On Behalf of | Oct 26, 2020 | Estates & Trusts |

While you may assume that trusts are only for the extremely wealthy, many types of estates may benefit from either a revocable or irrevocable trust. 

In addition to avoiding the necessity of having assets pass through probate, creating an irrevocable trust may help minimize the tax burden on your estate both during your life and after your death. 

How do irrevocable trusts differ from revocable trusts?

Under a revocable trust, you maintain control of assets in the trust during your lifetime. However, you are also responsible for paying taxes on income from the trust. 
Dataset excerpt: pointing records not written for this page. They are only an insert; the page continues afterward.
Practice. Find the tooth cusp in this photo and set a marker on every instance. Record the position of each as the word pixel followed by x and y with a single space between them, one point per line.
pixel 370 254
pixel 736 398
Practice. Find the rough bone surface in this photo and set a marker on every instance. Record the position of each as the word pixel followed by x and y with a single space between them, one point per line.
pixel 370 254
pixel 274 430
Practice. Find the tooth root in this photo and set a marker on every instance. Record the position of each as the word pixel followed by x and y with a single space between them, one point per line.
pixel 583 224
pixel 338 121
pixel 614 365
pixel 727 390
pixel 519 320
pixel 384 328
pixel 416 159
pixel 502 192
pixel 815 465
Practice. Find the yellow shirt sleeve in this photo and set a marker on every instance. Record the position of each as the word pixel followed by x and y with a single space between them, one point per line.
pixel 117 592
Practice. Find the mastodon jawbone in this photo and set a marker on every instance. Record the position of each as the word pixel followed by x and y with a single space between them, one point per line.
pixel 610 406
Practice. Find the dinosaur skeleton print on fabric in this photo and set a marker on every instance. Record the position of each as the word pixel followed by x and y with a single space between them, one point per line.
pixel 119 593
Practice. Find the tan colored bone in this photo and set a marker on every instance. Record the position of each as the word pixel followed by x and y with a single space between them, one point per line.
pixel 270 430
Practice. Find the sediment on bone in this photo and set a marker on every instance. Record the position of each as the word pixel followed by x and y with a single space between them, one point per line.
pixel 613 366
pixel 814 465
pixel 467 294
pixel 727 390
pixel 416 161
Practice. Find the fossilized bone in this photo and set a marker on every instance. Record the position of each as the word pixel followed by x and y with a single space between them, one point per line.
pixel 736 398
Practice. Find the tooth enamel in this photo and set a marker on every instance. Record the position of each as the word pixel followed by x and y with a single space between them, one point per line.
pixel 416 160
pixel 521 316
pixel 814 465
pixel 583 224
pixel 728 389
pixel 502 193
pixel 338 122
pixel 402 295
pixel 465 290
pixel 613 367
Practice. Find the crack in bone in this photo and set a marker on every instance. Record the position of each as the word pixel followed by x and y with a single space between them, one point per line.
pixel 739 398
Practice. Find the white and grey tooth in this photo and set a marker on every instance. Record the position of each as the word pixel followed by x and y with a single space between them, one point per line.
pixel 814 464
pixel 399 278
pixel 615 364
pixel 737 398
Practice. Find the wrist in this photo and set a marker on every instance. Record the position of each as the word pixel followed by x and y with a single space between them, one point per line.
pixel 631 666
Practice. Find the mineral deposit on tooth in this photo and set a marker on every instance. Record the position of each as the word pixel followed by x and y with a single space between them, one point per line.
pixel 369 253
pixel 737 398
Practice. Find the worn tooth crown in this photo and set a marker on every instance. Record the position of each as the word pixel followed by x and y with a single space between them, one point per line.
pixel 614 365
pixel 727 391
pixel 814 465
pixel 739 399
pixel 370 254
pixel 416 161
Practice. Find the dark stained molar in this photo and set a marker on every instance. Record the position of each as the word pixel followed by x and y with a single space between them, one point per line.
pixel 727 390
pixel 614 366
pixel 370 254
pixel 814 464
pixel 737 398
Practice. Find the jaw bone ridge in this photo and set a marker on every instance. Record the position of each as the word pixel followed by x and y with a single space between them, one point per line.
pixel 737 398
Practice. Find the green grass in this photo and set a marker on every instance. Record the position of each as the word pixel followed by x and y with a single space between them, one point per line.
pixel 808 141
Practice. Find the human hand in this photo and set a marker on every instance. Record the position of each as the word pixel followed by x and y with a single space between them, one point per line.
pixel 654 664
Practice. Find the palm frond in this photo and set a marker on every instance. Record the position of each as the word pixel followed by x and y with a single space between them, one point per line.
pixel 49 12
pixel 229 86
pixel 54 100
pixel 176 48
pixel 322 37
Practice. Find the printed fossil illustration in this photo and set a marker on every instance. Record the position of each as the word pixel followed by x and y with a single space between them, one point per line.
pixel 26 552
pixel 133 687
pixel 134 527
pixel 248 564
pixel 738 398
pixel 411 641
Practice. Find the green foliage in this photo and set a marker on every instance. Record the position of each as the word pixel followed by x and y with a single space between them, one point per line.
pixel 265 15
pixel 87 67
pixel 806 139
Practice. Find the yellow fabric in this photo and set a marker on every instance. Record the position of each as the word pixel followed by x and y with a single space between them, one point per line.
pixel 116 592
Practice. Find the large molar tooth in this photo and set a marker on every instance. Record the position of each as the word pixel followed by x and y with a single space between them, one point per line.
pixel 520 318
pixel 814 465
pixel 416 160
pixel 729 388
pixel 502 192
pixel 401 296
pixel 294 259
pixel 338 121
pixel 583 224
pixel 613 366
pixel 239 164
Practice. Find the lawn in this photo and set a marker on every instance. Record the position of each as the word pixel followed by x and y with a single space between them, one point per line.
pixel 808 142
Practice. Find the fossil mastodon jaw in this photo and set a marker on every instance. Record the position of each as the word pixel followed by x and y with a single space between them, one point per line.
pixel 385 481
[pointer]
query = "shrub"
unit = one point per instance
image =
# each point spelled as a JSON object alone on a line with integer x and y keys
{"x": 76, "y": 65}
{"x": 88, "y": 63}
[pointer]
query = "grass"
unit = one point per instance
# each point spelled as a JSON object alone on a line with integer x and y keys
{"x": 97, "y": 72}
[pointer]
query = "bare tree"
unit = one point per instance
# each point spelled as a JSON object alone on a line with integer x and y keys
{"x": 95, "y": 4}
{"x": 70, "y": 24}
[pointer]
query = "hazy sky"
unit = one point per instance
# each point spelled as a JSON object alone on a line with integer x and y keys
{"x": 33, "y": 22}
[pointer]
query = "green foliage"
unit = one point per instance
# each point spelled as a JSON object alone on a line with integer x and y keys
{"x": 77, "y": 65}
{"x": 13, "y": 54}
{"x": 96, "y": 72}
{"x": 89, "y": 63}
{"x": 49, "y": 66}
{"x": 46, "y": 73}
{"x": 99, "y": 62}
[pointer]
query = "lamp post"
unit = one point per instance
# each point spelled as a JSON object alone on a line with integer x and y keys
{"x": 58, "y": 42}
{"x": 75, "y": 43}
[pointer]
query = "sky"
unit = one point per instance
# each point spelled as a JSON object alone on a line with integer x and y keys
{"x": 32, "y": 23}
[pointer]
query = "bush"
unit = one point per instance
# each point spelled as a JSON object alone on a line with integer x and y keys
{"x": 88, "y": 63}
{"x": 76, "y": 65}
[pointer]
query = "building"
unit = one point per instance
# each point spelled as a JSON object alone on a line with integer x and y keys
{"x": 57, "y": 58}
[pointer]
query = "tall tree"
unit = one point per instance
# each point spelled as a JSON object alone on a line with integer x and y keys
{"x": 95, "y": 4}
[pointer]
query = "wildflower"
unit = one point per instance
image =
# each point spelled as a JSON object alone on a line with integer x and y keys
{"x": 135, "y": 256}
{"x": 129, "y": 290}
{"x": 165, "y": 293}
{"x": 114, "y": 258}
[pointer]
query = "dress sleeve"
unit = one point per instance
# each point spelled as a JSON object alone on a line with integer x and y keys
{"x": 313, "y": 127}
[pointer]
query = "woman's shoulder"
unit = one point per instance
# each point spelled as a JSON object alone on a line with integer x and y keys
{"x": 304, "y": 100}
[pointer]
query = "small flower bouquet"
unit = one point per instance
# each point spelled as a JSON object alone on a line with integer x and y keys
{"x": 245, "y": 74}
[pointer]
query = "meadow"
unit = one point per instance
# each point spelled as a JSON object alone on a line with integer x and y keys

Under an irrevocable trust, you no longer legally own assets transferred to the trust and cannot access those assets except through your trustee. However, by separating those assets from your personal estate, you may be able to reduce your annual tax liability. 

What are the tax implications of an irrevocable trust?

An irrevocable trust is a separate tax entity. Under a simple irrevocable trust, assets earn income or interest that is payable to beneficiaries and taxable according to the income tax rates of those beneficiaries. 

Under a complex irrevocable trust, the trust may either retain or distribute earned income. If retained, the trust pays tax on that income based on trust income tax rates. 

In either case, this estate scheme may help reduce your taxable estate, shift income tax burdens to lower brackets and minimize or eliminate estate taxation after your death. 

What are the potential downsides of an irrevocable trust?

Establishing an irrevocable trust requires permanently relinquishing control of assets. While this may create a tax advantage, it may also result in an inflexible scheme that could present problems if your financial circumstances change. 

Before creating a trust, make sure you fully understand the implications for both your tax burden and your future income needs.